Offboarding can be even more important, especially for security implications. Our data indicate that IT teams spend an average of 7.12 hours offboarding a single employee from a company’s SaaS apps. 

Perspectives and conclusions

When much of enterprise computing moved to the cloud, and a thousand special-purpose SaaS apps bloomed, the ROI case for easily managed automation of IT operations became much stronger. Moving to zero-touch, IT quickly leads to clarifying processes. Automated workflows cut tedium and time loss by getting humans out of the loop. Zero touch tends to improve how users view and engage IT — and their employer. Interactions become less about many small, often frustrating requests and waits, and more about technology improvement to help solve larger business issues.

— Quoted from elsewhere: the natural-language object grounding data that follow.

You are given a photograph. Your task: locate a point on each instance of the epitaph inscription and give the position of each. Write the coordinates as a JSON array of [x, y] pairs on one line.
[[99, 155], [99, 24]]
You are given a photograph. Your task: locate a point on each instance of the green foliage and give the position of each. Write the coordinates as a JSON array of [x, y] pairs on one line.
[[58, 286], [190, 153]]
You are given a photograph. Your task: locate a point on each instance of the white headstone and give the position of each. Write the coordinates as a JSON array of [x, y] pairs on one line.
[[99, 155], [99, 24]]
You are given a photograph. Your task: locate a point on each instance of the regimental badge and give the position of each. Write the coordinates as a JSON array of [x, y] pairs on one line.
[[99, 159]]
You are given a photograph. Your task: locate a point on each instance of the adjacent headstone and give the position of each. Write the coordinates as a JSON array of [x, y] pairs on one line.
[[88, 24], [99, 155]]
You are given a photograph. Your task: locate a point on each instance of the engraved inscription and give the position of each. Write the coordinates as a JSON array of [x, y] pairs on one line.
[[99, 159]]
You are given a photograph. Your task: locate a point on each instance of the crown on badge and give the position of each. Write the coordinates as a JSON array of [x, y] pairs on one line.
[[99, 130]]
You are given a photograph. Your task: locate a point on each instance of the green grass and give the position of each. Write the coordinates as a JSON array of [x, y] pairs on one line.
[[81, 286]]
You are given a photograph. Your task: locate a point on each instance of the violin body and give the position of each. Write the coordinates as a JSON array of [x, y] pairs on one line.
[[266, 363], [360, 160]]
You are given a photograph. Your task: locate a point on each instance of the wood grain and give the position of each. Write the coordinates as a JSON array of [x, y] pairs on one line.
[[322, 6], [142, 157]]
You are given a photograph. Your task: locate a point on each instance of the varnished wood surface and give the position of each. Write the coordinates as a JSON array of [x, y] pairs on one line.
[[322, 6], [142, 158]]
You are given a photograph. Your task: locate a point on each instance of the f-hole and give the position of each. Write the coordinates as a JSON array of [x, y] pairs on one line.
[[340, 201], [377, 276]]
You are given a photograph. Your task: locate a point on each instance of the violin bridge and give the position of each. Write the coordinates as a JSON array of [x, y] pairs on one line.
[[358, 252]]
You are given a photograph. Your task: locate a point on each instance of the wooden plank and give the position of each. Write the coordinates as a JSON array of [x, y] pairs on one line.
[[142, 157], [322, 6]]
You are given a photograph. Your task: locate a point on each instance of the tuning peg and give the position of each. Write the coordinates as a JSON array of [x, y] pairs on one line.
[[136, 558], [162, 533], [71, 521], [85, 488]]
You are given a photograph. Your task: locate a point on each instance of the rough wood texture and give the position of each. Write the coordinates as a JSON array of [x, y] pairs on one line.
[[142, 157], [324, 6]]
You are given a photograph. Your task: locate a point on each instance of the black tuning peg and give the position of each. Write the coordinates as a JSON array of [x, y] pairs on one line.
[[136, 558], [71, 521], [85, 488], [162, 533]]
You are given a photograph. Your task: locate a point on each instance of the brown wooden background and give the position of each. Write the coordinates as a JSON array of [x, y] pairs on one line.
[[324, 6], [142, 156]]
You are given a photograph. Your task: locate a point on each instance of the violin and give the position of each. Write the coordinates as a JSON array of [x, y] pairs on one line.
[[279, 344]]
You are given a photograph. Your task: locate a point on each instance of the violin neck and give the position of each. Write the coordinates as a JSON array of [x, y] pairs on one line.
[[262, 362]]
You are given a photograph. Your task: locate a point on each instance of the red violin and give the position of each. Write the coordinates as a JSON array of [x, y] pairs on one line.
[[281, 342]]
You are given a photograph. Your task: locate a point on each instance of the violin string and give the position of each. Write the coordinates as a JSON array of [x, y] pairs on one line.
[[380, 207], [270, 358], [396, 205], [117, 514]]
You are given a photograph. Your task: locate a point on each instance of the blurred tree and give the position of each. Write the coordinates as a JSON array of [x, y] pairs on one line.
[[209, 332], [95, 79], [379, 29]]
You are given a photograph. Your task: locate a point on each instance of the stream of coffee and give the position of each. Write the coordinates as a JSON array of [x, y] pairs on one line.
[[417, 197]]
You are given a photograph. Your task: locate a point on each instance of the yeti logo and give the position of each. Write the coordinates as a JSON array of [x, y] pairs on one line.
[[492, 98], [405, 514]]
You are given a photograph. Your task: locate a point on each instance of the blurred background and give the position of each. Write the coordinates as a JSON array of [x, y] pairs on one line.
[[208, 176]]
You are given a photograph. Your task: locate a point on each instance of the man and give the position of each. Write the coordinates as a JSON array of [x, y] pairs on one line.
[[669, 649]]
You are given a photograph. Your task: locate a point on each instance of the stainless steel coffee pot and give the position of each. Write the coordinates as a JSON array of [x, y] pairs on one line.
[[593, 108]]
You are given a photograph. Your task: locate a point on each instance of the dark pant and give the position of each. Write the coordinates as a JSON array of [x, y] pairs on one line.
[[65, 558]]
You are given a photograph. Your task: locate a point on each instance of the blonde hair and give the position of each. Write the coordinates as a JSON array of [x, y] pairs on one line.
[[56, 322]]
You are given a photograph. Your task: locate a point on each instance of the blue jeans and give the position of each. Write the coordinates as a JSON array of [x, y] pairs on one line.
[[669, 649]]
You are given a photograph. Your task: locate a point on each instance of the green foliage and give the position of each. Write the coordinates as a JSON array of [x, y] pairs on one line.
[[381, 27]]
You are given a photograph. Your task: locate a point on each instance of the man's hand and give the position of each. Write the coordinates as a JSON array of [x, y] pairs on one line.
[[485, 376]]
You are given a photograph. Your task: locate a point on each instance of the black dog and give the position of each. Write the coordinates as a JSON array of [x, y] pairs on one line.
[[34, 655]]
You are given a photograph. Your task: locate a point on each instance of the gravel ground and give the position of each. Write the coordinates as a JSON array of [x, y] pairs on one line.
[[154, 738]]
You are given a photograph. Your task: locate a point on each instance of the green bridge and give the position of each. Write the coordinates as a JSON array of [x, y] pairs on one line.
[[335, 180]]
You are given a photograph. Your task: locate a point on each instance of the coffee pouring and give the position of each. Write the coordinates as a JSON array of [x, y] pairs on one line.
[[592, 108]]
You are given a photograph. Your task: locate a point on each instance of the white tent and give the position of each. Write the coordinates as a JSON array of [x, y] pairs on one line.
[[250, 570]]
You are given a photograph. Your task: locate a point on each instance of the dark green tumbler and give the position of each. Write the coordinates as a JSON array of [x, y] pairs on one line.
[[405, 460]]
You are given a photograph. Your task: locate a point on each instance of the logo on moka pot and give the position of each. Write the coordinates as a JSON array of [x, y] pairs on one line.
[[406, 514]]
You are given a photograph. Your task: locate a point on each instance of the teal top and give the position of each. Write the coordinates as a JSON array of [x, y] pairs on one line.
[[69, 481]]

With a 30% to 50% reduction in requests (because automation handles the rest), IT becomes less reactive and has capacity to use technology to help others meet their goals. This can play a role in helping departments become more strategic and focused on business. 

The alternative to zero-touch IT is ever-growing busywork as SaaS apps are added at a dizzying pace. IT experts should be force multipliers, not repair technicians. Zero-touch IT is a practical, cost-effective approach for elevating the use of resources in the enterprise, and the time to apply it is now. 

Thomas Donnelly is the CIO at BetterCloud.